Hundreds of children are taking knives into schools, according to figures obtained through Freedom of Information requests to police forces in England and Wales.
Inevitably teachers are at the forefront of dealing with the trend to carry weapons into the classroom.
For physics teacher Vincent Uzomah the consequences almost proved fatal. This is his story.
Vincent Uzomah thought he was dying.
As he lay bleeding, on his classroom floor, he prepared a final message for his wife and three children.
The physics teacher had just been stabbed by a pupil. A boy, aged only 14.
“I was teaching in the classroom and he just pulled out a knife and stabbed me in the stomach,” Dr Uzomah tells me. “It was such a horrible experience. No-one should have to go through the same thing.”
It’s now four years since that attack.
I meet Dr Uzomah at his new place of work – a university in Greater Manchester. He’s had a busy day, with lectures and tutorials.
“I’ve got more than 120 students this year!” he tells me, clearing papers to get his desk looking tidy for our camera.
He’s got thick piles of marking to get through before his day is over but it’s clear he loves teaching.
Dr Uzomah’s students are adults, university age and above.
But when he was attacked in June 2015, Dr Uzomah was a part-time supply teacher at a secondary school.
Originally from Nigeria, he’d just completed a PhD at the University of Salford, and was teaching three days a week at Dixon Kings Academy, a mixed-sex free school in Bradford, West Yorkshire.
“The attack made me not go back to secondary schools any more,” Dr Uzomah says. “But the impact continues even here. Sometimes when I’m clustered by students I start feeling very uncomfortable. So it’s an ongoing thing.”
As he was under-18, Dr Uzomah’s attacker has never been named publicly.
But during his trial, the court heard he’d brought the weapon to school in his rucksack. It was a six-inch kitchen knife.
He received an 11-year custodial sentence.
“I forgave him for what he did,” Dr Uzomah says, “but the thought of going into a school now frightens me.”
And he’s shocked, but not surprised, at the news that brought me to his office – that a growing number of children in England and Wales are bringing weapons, especially knives, into schools.
“With the trend of things, it’s becoming more unsafe, and something should be done,” he says.
“I don’t think children are as safe as they have been, in the past. I don’t know if it’s because of what [they] are exposed to, what they are watching, or being taught, or what their friends are doing.
“It’s like kids prefer to do things and damn the consequences.”
We discuss that a four-year-old, in North Wales, is amongst the thousands of pupils that police have found at school with a weapon.
“A four-year-old!” he says. “What do they know about knives and weapons? What do they even know about anger?
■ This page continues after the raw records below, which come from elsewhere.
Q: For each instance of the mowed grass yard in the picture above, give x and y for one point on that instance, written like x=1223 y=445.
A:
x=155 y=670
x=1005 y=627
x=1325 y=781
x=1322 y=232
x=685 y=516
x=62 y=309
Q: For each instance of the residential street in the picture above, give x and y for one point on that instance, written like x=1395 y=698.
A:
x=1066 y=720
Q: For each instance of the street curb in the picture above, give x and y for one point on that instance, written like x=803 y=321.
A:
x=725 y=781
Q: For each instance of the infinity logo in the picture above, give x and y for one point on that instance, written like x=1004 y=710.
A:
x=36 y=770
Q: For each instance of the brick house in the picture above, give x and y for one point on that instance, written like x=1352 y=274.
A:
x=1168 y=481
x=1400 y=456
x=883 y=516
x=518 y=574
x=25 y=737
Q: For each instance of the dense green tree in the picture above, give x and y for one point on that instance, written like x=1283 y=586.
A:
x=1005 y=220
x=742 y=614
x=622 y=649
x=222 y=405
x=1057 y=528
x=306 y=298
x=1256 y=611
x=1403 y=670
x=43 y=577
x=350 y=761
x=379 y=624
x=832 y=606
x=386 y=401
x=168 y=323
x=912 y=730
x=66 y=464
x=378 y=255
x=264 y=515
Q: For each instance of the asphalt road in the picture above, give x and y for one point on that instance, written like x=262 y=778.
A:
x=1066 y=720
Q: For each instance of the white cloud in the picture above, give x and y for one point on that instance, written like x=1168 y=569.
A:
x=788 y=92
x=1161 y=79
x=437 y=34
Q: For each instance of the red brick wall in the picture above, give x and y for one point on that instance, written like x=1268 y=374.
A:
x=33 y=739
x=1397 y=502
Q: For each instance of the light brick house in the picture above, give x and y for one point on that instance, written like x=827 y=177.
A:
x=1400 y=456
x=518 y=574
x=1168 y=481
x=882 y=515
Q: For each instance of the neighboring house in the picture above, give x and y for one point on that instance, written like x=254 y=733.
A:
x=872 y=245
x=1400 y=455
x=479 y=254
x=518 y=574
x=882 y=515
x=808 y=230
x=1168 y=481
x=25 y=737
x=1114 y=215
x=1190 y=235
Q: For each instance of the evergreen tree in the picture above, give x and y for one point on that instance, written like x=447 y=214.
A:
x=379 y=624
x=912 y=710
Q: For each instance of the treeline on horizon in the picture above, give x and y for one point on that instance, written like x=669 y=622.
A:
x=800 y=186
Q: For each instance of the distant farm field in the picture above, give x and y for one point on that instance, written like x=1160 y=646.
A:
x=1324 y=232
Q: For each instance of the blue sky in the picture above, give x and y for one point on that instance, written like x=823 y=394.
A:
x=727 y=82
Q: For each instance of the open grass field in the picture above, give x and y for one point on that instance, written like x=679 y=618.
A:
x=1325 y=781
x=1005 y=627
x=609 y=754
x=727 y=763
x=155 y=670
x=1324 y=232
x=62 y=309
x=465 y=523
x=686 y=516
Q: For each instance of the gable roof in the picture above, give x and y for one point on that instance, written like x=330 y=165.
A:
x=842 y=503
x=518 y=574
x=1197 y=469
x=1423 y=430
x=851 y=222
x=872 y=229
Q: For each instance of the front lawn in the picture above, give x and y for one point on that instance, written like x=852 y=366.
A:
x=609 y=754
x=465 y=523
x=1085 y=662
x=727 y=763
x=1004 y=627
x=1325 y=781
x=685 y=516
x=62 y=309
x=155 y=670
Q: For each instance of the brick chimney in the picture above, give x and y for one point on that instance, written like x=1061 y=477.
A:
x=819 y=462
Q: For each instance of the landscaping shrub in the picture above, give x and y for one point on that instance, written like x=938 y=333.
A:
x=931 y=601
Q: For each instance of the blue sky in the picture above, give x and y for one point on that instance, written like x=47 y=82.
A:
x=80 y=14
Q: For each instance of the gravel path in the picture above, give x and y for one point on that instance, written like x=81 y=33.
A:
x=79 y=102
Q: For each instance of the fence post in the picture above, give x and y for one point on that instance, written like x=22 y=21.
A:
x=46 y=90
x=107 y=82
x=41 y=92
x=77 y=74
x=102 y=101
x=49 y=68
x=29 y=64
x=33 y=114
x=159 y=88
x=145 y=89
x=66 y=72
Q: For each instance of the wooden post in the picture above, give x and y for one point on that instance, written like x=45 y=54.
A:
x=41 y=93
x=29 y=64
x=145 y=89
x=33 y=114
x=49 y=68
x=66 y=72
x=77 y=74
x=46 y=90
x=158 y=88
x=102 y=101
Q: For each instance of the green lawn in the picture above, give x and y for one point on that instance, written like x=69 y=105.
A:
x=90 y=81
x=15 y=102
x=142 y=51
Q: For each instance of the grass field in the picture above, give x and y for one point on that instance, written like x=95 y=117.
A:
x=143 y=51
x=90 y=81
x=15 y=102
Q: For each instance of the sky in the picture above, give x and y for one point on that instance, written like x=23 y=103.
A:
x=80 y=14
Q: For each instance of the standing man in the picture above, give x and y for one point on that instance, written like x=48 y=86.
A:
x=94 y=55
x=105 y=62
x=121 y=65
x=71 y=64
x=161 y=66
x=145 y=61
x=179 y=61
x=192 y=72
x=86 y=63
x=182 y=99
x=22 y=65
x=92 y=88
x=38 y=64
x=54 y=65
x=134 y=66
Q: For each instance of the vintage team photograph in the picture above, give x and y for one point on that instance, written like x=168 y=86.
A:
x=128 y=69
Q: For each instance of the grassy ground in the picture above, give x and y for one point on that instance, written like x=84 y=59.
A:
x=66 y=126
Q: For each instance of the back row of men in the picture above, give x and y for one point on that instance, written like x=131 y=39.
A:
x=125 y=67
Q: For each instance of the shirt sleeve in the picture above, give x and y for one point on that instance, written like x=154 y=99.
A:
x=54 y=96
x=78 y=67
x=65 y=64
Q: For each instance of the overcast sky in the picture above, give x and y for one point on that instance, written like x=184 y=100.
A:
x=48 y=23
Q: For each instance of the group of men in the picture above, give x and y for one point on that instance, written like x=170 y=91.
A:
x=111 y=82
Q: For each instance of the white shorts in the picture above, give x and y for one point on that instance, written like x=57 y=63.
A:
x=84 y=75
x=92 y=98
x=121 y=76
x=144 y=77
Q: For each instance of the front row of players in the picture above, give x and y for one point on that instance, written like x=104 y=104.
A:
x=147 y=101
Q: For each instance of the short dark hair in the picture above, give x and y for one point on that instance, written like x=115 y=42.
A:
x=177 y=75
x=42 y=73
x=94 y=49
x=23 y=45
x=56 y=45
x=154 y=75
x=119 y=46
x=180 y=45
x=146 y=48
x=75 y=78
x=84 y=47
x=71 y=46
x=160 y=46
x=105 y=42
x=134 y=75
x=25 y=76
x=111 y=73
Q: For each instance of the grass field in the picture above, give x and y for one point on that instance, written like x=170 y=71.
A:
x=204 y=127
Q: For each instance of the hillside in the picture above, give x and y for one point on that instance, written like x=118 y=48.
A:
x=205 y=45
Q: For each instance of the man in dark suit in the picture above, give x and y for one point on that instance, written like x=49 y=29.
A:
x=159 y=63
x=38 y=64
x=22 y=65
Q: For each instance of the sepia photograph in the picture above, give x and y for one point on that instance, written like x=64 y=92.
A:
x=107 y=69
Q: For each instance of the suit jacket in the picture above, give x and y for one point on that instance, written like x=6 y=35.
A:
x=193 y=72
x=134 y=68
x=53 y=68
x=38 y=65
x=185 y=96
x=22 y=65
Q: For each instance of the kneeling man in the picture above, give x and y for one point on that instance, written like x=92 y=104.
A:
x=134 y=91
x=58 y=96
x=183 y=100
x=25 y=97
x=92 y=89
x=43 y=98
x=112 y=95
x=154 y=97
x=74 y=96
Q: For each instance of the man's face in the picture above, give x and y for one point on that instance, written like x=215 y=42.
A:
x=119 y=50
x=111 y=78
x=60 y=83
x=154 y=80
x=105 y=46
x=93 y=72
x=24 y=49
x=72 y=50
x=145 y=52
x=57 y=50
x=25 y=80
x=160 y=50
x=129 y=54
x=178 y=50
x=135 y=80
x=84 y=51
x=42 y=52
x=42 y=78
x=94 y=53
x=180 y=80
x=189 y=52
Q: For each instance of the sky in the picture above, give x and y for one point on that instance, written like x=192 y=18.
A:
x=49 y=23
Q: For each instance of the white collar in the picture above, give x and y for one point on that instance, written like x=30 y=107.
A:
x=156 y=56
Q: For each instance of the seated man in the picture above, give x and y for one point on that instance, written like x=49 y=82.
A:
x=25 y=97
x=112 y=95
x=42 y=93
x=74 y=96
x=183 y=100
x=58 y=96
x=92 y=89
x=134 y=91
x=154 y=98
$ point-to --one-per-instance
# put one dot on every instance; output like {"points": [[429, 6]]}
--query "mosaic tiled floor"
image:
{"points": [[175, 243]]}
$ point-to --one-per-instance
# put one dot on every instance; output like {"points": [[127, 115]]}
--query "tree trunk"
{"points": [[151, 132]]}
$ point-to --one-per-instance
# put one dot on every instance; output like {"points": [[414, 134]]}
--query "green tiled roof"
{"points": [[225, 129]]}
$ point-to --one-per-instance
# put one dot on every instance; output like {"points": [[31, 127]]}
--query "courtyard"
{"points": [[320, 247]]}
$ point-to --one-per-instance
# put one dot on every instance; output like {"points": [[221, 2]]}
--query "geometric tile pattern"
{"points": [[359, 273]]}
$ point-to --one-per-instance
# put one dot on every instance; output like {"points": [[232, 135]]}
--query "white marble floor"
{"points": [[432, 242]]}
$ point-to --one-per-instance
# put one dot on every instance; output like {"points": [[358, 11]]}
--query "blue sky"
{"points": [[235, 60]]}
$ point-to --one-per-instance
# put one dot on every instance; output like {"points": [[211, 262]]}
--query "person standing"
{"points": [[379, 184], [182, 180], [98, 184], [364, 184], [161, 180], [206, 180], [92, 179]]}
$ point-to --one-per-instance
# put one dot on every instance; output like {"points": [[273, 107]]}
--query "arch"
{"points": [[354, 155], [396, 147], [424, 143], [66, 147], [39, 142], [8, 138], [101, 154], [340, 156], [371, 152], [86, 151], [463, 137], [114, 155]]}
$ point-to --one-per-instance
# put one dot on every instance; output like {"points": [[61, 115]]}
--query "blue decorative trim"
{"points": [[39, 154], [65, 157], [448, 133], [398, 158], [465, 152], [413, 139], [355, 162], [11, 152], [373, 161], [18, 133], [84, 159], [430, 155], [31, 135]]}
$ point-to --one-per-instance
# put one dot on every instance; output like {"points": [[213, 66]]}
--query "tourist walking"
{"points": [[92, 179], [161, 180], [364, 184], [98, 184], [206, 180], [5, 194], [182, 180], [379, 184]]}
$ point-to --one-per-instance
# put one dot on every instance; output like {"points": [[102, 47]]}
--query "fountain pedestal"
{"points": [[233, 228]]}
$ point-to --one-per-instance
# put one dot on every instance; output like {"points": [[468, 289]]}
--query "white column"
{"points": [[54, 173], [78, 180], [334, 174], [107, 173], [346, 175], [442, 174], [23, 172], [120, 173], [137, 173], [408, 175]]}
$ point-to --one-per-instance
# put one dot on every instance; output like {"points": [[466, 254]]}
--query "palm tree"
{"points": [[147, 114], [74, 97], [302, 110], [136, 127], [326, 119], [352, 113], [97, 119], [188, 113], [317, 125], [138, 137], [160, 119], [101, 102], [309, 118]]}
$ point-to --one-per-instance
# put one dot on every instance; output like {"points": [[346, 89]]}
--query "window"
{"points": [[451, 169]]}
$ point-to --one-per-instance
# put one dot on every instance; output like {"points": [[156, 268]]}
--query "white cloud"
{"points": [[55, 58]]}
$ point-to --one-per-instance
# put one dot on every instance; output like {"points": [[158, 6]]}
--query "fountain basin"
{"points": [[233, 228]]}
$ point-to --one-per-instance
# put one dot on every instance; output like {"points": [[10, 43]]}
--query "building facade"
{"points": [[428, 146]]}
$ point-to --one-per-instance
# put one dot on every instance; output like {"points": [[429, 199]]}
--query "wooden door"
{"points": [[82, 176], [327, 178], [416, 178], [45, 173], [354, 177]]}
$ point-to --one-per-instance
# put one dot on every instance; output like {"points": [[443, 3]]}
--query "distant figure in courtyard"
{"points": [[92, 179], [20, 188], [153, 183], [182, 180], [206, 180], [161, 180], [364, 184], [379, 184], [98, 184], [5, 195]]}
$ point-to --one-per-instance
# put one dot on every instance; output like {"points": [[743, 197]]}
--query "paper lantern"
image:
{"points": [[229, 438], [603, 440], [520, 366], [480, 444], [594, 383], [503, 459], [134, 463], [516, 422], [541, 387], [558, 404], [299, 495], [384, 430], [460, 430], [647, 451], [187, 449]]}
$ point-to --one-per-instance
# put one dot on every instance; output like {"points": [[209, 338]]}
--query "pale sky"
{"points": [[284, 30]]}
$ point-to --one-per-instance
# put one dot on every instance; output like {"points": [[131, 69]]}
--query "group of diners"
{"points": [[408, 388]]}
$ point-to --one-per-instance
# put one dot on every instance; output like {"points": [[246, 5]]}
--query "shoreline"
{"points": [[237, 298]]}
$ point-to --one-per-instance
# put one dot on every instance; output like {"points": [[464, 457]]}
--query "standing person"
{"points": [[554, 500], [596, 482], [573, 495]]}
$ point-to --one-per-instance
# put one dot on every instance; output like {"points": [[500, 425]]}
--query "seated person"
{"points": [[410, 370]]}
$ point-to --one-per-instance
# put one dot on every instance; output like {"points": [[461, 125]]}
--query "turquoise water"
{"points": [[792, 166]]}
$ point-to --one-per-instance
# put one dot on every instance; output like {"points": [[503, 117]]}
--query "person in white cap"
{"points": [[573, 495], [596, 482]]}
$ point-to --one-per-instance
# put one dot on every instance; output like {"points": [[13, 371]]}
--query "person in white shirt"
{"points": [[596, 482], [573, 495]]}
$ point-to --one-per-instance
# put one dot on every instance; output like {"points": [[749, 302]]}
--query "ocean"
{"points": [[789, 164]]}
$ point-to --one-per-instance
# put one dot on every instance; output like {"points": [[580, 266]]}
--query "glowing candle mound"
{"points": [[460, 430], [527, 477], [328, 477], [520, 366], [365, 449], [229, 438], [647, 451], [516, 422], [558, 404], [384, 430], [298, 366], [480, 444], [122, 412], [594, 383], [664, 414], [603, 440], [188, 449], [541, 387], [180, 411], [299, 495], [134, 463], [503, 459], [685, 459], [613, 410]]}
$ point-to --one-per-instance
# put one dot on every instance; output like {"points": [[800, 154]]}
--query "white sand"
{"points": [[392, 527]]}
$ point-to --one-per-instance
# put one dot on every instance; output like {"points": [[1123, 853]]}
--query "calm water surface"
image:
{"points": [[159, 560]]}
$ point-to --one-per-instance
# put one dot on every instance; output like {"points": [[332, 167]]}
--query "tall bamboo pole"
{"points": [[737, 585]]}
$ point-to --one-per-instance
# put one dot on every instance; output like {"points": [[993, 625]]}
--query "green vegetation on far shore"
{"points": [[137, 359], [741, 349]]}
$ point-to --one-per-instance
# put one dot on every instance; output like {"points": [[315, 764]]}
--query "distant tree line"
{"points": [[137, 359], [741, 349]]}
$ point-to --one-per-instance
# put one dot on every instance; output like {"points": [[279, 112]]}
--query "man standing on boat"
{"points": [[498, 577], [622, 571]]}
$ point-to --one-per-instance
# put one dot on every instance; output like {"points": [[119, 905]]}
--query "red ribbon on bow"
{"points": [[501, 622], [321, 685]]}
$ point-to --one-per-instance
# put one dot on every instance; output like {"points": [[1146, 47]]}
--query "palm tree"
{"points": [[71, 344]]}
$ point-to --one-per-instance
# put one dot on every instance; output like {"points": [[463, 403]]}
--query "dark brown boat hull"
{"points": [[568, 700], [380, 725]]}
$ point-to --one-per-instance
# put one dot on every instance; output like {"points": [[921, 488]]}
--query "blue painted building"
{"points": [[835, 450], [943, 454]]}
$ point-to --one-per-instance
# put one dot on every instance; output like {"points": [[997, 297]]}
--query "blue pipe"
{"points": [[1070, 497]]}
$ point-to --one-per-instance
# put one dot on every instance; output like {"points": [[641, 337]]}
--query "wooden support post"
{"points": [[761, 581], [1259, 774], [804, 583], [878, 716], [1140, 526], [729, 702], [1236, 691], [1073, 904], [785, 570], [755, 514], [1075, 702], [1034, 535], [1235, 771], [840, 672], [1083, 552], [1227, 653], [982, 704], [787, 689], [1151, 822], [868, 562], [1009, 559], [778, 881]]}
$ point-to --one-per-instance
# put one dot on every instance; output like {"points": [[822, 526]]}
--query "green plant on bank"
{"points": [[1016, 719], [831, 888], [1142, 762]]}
“I think we need to look inwards to see what is it that we’re doing wrong? Teachers, what is going wrong? The government, is there anything that we could do differently?”
But would Dr Uzomah ever go back to teach in a secondary school?
“No, I don’t feel safe going to teach in schools. My wife is also a teacher, she is also traumatised.
“And I think there are other teachers that feel the same.”